NS : Pour finir, parlez moi de cette dernière déclinaison « denim » qui nous a réunis aujourd’hui à Samnaun.
Nous sommes ici à 3000 mètres au cœur des Alpes Austrio Suisse, dans le village natal de Tina Zegg, Samnaun. Tina et son mari Carlo Cerlatti, sont les fondateurs de la célèbre boutique éponyme de Monaco et des grands revendeurs Hublot. Lorsque Tina est venue me voir cet automne, elle portait comme toujours, un de ses incroyables jeans dont elle raffole, et une belle idée en tête : dès lors que le jean est devenu un objet de luxe dont se sont emparés toutes les marques, pourquoi n’aurait-il pas sa place dans un cadran de montre ? L’idée est séduisante, mais il faut d’une part que la célèbre toile reçoive un traitement spécial pour ne pas qu’elle peluche, et d’autre part, qu’elle soit affinée de près de 70% pour ne pas gêner le ballet des aiguilles. En décembre, nous avons sorti un proto très encourageant. Dès lors, cette série ouvrait tous les champs des possibles en terme personnalisation, ce dont nos clients sont très friands. En Janvier à Genève, nous l’avons présenté à nos détaillants et le succès a été immédiat.

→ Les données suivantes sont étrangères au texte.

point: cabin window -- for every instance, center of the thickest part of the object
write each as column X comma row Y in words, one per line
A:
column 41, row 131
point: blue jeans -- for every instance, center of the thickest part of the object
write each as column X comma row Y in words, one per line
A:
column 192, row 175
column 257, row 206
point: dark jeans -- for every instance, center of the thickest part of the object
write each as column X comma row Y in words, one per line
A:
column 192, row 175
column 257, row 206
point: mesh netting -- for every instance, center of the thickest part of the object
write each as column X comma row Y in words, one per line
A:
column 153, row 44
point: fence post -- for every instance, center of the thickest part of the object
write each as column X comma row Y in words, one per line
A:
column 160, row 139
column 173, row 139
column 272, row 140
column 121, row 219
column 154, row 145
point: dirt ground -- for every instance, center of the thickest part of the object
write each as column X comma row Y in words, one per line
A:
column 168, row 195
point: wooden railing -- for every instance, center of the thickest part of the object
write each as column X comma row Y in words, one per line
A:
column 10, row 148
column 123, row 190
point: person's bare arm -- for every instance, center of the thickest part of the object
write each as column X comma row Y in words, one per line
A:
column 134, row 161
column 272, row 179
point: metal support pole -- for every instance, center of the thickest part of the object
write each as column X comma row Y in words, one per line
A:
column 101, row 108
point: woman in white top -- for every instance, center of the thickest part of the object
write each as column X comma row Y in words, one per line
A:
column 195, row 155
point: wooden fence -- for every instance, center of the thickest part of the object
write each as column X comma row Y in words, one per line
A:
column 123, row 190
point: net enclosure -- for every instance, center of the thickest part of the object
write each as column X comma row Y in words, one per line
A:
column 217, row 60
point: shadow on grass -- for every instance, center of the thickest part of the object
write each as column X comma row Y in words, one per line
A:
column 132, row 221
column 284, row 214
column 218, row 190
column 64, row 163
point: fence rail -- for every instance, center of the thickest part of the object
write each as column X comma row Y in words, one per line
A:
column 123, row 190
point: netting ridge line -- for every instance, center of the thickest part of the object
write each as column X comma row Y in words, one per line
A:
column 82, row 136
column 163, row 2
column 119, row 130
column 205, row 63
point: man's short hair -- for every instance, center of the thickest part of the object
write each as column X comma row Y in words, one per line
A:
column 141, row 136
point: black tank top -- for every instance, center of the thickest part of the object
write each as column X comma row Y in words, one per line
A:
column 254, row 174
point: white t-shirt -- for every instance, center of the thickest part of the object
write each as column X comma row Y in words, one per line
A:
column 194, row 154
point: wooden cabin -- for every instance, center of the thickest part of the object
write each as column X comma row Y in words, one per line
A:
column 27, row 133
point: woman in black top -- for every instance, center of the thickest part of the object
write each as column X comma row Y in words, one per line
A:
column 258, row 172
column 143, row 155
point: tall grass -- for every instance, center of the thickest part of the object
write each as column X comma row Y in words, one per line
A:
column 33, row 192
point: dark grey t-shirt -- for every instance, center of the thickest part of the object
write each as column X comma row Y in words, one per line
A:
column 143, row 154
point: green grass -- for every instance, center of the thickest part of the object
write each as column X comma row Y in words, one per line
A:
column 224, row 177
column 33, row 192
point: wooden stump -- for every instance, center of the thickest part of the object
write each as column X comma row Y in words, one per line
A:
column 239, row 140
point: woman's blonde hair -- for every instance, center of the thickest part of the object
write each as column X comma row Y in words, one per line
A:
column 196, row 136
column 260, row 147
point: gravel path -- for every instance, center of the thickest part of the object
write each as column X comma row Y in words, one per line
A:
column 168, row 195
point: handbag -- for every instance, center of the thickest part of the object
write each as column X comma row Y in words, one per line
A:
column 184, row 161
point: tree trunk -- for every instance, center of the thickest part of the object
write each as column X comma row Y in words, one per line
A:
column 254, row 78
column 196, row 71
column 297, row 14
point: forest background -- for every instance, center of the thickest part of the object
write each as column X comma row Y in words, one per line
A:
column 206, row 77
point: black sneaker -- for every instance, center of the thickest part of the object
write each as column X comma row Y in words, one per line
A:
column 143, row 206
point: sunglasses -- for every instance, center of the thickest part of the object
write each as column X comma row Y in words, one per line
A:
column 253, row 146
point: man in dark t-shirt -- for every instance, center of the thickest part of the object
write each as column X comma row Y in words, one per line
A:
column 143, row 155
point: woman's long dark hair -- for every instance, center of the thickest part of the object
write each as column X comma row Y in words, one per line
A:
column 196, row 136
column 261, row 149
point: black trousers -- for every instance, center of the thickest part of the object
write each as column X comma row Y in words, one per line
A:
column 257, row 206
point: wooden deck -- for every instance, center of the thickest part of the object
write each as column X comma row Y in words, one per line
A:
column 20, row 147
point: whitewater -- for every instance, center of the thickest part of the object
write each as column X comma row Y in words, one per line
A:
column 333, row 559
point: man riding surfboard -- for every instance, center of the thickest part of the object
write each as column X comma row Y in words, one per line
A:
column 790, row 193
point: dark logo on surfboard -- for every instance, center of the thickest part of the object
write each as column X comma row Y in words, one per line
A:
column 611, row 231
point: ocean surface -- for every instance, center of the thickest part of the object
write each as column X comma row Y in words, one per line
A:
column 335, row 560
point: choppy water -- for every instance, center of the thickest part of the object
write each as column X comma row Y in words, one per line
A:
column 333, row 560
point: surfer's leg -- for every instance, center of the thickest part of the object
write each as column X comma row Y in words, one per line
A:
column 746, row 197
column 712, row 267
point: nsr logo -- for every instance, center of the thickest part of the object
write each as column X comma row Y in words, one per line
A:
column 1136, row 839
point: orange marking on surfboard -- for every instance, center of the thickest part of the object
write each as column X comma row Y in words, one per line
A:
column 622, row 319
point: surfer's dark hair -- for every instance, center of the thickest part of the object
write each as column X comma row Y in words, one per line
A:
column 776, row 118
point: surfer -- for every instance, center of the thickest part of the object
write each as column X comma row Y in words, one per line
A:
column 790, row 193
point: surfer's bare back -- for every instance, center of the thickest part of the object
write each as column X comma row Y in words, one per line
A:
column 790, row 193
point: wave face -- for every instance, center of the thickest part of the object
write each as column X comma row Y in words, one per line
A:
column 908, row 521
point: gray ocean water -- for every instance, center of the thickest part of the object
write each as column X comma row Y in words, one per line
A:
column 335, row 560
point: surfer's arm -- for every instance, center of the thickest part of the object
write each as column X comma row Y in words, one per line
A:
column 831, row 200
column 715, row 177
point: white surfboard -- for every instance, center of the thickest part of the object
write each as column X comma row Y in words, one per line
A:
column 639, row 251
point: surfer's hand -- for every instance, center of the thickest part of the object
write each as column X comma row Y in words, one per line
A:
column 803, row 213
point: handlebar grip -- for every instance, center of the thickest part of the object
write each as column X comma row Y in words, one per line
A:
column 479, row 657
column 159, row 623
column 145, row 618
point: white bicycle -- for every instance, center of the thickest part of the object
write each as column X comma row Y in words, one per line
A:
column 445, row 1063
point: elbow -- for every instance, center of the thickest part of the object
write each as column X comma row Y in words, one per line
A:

NS : Comme toujours, vous avez su convaincre LA bonne personne pour devenir l’ambassadrice Hublot de ce modèle.
Quel bonheur ! Maria Riesch, triple championne olympique et 24 victoires en coupe du monde de ski. Le plus beau palmarès de l’histoire du ski féminin ! Pour nous, cette journée de ski qu’elle nous accorde aujourd’hui entre deux épreuves du championnat, est un cadeau du ciel. Tina Zegg, l’enfant du pays, a grandi entre deux piquets de slalom. Pour le fan de ski que je suis, jamais je n’ai été aussi bien accompagné sur un télé-siège ! La station, fondée par la famille de Tina, est un diamant à elle seule. La qualité de l’accueil délivré par son père Hubert, et son frère Olivier, rend le départ encore plus difficile ! Mais demain, je dois rejoindre Nyon. Bâle approche à grand pas et Hublot va y encore déployer des trésors de nouveautés.